Here is the background, we have a solution file (a.sln) which contains 2 projects (service.csproj & client.csproj). There is another old solution file (b.sln) which contains 3 projects (service.csproj, client.csproj & test.csproj). We dont use this solution file and the test project too.
We use NANT script for compilation. Within NANT we use the <exec> task
which calls the "devenv.com" to compile the solution files. I was trying to make some changes to the build script (generating the proxy for the service on the fly during build), so for this I was
trying to compile the service.csproj file alone. I updated the NANT script as shown below:
<exec program="${visualstudio.install.dir}\devenv.com" commandline=""${base.dir}\Service.csproj" /rebuild ${config}" failonerror="true" />
But when the above line is executed it compiles (in the following order)
a. client.csproj
b. service.csproj
c. test.csproj
The service.csproj does not have any project references to the client and test project.

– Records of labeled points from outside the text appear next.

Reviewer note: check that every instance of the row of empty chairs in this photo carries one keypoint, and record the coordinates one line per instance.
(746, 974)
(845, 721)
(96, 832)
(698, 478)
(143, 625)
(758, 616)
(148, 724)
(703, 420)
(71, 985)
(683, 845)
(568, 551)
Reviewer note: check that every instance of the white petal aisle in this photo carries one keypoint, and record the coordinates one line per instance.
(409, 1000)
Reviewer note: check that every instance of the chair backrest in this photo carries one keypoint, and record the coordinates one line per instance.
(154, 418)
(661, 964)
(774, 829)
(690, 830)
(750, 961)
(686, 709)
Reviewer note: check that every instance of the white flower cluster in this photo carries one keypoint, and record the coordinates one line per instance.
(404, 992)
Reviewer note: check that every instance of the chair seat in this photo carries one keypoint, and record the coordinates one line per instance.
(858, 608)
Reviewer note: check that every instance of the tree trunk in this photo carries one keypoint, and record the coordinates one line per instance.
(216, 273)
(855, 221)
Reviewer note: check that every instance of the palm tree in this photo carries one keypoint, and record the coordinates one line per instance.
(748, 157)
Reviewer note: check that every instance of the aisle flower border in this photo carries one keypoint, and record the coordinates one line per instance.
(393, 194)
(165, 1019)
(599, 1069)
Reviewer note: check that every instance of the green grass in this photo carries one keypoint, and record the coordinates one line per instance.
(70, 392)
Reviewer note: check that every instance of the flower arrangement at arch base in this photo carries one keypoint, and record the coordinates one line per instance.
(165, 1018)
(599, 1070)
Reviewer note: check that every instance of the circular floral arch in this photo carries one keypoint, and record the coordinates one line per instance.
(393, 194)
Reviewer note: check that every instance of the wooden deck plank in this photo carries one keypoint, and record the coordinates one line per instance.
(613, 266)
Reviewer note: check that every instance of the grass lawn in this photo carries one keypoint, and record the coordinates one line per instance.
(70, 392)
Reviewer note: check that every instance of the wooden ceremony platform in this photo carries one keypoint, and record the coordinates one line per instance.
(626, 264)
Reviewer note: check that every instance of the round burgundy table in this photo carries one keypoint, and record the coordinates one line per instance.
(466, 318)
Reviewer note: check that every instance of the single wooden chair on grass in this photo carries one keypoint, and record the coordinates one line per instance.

I broke my head to find what exactly is happening and how the client/test projects are getting compiled.
This is what I found, we have the following folder structure:
MyFolder ->
-> Service
service.csproj
b.sln
-> Client
client.csproj
-> Test
test.csproj
a.sln
Since b.sln was obsolete and not used it was in the MyFolder -> Service folder (same folder as the service.csproj file). (Developers are so bad with this in my new company that they dont delete unused files and just keep renaming it as _old.)
The devnenv.com was somehow taking the project files from the b.sln file and compiling them. I deleted the b.sln file and the script compiles the service.csproj without any issues.But when the service.csproj and b.sln are in the same folder visual studio (devenv.com) tries to compile all the 3 projects mentioned within the
solution file.
Anyone have any idea on what is happening?